Intentar encajar se volvió mi pasatiempo, me disfrazaba de alguien que en realidad no era, me mostré como alguien a quien le costaba un poco más aprender”, “a veces sabía las respuestas, pero me aguantaba para no responder (…), me llamaban la atención seguido, pero eso no me importaba, porque tenía amigos”

“A veces parecía que me salía, pero la verdad es que no me sentía bien, no me conocía, no sabía lo que me gustaba, no sabía qué quería, no era yo”. 

(Fragmento de la ponencia de Paloma Rieznik, en TEDx Río de la Plata). 

El término masking remite al hecho de colocarse una máscara neurotípica, es decir, de camuflarse o adaptar la propia conducta a lo socialmente esperado frente a cada situación. 

Se trata de una estrategia de afrontamiento mediante la cual se busca ocultar signos de divergencia en pos de encajar, de ser aceptado; y en muchos casos, de evitar situaciones de acoso escolar o laboral. 

Este camuflaje social puede resultar muy funcional, dada su importancia adaptativa en los diferentes escenarios que la sociedad plantea. 

Si bien, todos en algún momento hemos de fingir y mostrar algo que no es, las personas que presentan neurodivergencias pueden llegar a desarrollar esta estrategia a diario. Pero ¿A qué costo? 

Tener que fingir constantemente puede acarrear a mediano y largo plazo, diversas consecuencias en la salud. Desde cuadros de ansiedad, depresión hasta disociación; el masking conlleva un gran desgaste psicológico para la persona en cuestión, y escasos sentimientos de alivio, más allá del ansiado éxito social. 
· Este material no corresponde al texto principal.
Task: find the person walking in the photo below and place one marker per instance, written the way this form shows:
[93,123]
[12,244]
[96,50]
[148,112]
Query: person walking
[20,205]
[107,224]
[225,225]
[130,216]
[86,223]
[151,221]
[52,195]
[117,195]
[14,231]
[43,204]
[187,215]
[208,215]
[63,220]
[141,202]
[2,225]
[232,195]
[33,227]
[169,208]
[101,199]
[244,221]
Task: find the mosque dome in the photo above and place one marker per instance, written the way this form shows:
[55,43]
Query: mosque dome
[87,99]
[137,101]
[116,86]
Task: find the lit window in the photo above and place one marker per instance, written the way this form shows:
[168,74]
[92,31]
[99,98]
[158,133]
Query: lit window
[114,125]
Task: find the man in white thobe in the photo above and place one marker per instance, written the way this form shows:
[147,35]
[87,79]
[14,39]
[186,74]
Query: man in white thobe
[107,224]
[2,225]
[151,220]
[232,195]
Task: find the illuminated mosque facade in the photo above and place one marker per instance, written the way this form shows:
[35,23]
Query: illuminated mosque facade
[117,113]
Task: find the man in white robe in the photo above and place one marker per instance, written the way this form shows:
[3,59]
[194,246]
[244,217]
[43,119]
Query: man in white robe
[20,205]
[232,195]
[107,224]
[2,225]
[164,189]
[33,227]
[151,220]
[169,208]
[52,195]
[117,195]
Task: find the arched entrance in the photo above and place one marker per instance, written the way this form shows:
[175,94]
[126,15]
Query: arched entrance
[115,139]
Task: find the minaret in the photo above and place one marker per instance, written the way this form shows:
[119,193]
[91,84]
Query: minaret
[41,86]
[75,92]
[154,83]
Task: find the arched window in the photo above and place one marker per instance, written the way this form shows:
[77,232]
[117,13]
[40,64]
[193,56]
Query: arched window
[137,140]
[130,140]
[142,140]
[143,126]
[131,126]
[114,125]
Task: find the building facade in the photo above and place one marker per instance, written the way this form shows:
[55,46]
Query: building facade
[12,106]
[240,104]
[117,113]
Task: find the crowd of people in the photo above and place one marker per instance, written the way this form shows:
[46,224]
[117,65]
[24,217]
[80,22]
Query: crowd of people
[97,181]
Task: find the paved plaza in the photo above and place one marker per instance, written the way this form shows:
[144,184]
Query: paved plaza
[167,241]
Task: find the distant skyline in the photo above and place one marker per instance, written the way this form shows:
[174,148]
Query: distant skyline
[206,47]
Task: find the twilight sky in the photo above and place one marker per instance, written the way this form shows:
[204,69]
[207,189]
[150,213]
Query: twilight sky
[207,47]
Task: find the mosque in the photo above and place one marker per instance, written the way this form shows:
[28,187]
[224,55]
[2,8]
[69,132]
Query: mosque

No es sólo un simulacro, se trata de una negación continúa de la personalidad y de la propia visión del mundo. 

Acciones como regular el tono de voz, forzarse a mirar a los ojos o sonreír, disminuir conductas de regulación, modificar el vocabulario o los temas de conversación para hacerlos acordes al grupo, regular las expresiones emocionales; son sólo algunas de las acciones que pueden indicar la utilización de esta estrategia; puesto que no necesariamente se es consciente de ello. Estamos hablando de un mecanismo de supervivencia. 

Las Altas Capacidades Intelectuales (ACI) constituyen una neurodivergencia. Y es sumamente frecuente que, personas con ACI, acudan al masking, siendo aplicado en su mayoría, por niñas y mujeres.

En la población infantil, durante la educación primaria y especialmente, en la etapa secundaria, poder encajar en un grupo se torna fundamental. La necesidad del sentido de pertenencia y el resguardo frente al bullying pueden llevar a los niños y jóvenes, a este fingir continuo. 

Algunas señales de masking en la población infanto-juvenil con ACI son:

  • Agotamiento luego de sostener conversaciones con los compañeros o permanecer un tiempo considerable en contacto con los mismos. 

 

  • Modificación del leguaje, a fin de no utilizar palabras que puedan resultar extrañas o difíciles y así, evitar burlas. 

 

  • Cometer errores adrede; en algunos casos, disminuir las calificaciones. 

 

  • Ocultar conocimientos, dejar de participar en clases o de responder correctamente. 

 

  • Adaptar los temas de conversación a lo socialmente esperado, ocultando temáticas propias que al estudiante le resulten más interesantes. 

 

  • Minimizar elogios o cualquier tipo de reconocimiento. 

 

La utilización del masking de forma permanente, no sólo puede conllevar las mencionadas consecuencias, sino también, dificulta de sobremanera la detección temprana de las Altas Capacidades; siendo una de las principales razones por las que existe un mayor porcentaje de niños que de niñas identificados.